Wednesday, 11 June 2014

LESSON 2: MONSTERS



MONSTER

Opening sequences

The film is based on a true story but we must always keep in mind that this, like any other true story, is situated from the perspective of one person: Aileen Wuornos.  With this in mind, the details of the meeting, her state of mind, issues around how she sees those around her and, more specifically, the events leading up to and provoking the first murder, are hers alone.  For some things we may have other sources of evidence - her school records detail her expulsions; her welfare etc - but the murder is purely based on Aileen's account of events.
The director [Patty Jenkins] also has a perspective on this.  She has a story to tell but she also has a purpose [a set of values/ideologies] that drive the narrative of that story [how the story is told to us]. Her agenda was to tell Aileen's story and to examine why Aileen came to be the Monster of the title.
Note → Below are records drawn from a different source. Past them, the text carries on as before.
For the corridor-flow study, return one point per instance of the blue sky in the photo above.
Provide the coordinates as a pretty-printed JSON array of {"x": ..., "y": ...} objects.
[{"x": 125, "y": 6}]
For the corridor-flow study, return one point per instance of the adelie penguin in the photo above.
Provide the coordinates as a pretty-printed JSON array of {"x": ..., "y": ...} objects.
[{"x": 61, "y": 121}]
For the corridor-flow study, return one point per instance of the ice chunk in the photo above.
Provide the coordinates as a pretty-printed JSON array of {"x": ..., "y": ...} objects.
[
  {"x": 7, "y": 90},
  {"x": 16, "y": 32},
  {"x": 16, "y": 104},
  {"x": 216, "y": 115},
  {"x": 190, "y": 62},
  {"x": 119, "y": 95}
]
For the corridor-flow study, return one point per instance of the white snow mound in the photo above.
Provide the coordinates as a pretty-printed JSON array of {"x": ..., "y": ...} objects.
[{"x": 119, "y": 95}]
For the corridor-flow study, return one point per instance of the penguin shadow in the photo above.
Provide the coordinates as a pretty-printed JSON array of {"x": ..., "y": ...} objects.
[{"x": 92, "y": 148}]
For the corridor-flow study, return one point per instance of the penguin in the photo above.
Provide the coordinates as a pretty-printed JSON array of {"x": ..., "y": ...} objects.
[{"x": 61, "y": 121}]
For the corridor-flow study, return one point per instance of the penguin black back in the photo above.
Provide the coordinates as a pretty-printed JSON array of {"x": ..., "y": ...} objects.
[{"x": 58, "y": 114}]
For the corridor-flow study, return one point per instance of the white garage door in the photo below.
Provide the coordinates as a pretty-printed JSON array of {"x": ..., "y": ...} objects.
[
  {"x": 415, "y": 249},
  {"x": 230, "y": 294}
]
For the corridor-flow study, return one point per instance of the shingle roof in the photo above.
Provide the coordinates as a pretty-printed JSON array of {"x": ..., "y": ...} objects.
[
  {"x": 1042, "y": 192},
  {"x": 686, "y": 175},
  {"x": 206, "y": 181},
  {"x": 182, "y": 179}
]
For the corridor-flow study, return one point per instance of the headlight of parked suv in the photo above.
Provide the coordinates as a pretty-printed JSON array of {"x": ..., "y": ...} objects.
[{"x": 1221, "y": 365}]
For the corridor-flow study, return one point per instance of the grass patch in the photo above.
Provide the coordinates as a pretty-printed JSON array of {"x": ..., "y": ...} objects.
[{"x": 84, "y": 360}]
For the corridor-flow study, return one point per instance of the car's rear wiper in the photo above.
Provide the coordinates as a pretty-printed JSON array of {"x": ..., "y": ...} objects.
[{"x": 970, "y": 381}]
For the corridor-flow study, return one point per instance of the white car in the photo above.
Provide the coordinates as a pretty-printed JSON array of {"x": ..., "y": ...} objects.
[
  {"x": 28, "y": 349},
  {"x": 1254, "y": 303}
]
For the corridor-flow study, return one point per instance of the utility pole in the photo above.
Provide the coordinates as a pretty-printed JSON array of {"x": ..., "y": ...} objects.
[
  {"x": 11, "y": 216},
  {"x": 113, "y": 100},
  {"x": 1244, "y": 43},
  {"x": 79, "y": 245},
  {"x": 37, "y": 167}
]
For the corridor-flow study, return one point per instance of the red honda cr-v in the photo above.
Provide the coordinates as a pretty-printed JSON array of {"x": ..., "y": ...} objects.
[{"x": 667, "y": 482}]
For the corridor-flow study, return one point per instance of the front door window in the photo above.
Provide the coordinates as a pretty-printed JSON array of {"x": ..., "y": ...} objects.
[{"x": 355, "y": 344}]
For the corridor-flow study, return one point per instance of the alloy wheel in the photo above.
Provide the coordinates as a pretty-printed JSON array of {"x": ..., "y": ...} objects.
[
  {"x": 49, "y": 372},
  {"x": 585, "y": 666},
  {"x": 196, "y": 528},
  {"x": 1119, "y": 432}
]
The agenda is clearly also feminist.  she is telling the story of a woman who saw herself as the victim of a male dominated world [a patriarchy; a misogynistic culture].
Here, then, we might see a use for McComb's theory of agenda setting, how the manner in which an event is presented can actually shape how audiences understand and come to believe that point of view, that representation. the story telling - the narrative - becomes the story that people take to be a universal 'truth' of those events, that person.